If you're opening this Notebook on colab, you will probably need to install LlamaIndex 🦙.

python
%pip install llama-index-llms-openai
python
!pip install llama-index
python
from llama_index.core.evaluation.benchmarks import HotpotQAEvaluator
from llama_index.core import VectorStoreIndex
from llama_index.core import Document
from llama_index.llms.openai import OpenAI
from llama_index.core.embeddings import resolve_embed_model

llm = OpenAI(model="gpt-3.5-turbo")
embed_model = resolve_embed_model(
    "local:sentence-transformers/all-MiniLM-L6-v2"
)

index = VectorStoreIndex.from_documents(
    [Document.example()], embed_model=embed_model, show_progress=True
)

First we try with a very simple engine. In this particular benchmark, the retriever and hence index is actually ignored, as the documents retrieved for each query is provided in the dataset.

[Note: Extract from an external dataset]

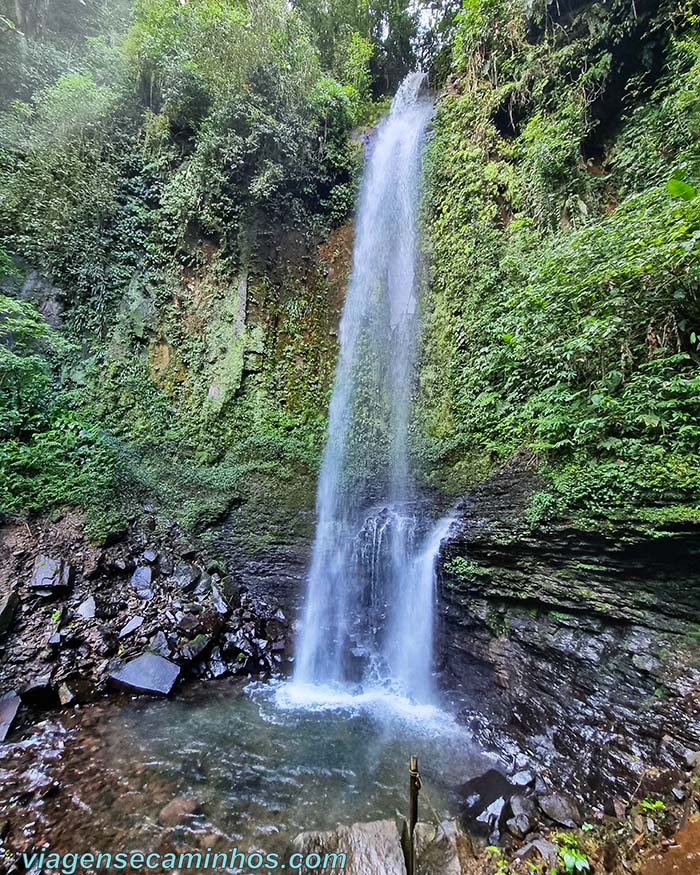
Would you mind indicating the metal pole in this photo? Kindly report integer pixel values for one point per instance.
(414, 785)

This is known as the "distractor" setting in HotpotQA.

python
engine = index.as_query_engine(llm=llm)

HotpotQAEvaluator().run(engine, queries=5, show_result=True)

Now we try with a sentence transformer reranker, which selects 3 out of the 10 nodes proposed by the retriever

python
from llama_index.core.postprocessor import SentenceTransformerRerank

rerank = SentenceTransformerRerank(top_n=3)

engine = index.as_query_engine(
    llm=llm,
    node_postprocessors=[rerank],
)

HotpotQAEvaluator().run(engine, queries=5, show_result=True)

The F1 and exact match scores appear to improve slightly.

Note that the benchmark optimizes for producing short factoid answers without explanations, although it is known that CoT prompting can sometimes help in output quality.

The scores used are also not a perfect measure of correctness, but can be a quick way to identify how changes in your query engine change the output.